Understanding Celiac Disease

Upset tummies happen to everyone, but when your gastrointestinal distress is ongoing, you will need to look farther than the pharmacy’s antacid aisle for some relief.

Chronic symptoms such as diarrhea, gas, abdominal pain and bloating can be caused by many things, including celiac disease. Celiac also can cause fatigue and brain fog. It’s a genetic autoimmune disease in which ingestion of gluten, a protein found in wheat, rye and barley, leads to damage in the small intestine.

The only treatment for celiac is a completely gluten-free diet.
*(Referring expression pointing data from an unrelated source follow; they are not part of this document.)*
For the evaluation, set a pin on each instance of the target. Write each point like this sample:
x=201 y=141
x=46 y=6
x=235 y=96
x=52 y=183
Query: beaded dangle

Although it may seem like a good idea to give that a try if you have ongoing stomach issues, it’s important to see a doctor first and have a true diagnosis. 

“A lot of people self-diagnose (celiac), which we would highly recommend against,” says J. Carter Balart, MD, a gastroenterologist at The Baton Rouge Clinic. “If you think you have celiac, you definitely want to get tested.” The diagnostic process begins with a simple blood test, and if positive, your doctor would perform an upper endoscopy to confirm.

Dr. Balart says it’s not uncommon for other gastrointestinal problems to respond to a gluten-free diet. “You may feel better if you’re just eating better food,” he says. But eating gluten-free before being tested for celiac can make the test inaccurate. Eating gluten-free is also much more expensive, and it’s important to know if you really have celiac to address long-term issues.

Without treatment, celiac can lead to serious complications such as anemia, osteoporosis, and higher risks of developing heart disease and intestinal cancer. The Celiac Foundation estimates that as many as one in every 100 people worldwide have celiac, and 2.5 million Americans are undiagnosed.

Eating a truly gluten-free diet is difficult even in our society that advertises gluten-free food at every other restaurant. Dr. Balart recommends exercising caution and avoid a false sense of security. “If a gluten-free crust is prepared on the same surface as regular dough, that’s all it takes to get some gluten exposure,” he says. “If you have celiac and are eating out, be very careful of exposure to gluten.”

Although there’s no way to avoid developing celiac, if you suspect that you might have it, Dr. Balart says the best thing to do is see your doctor.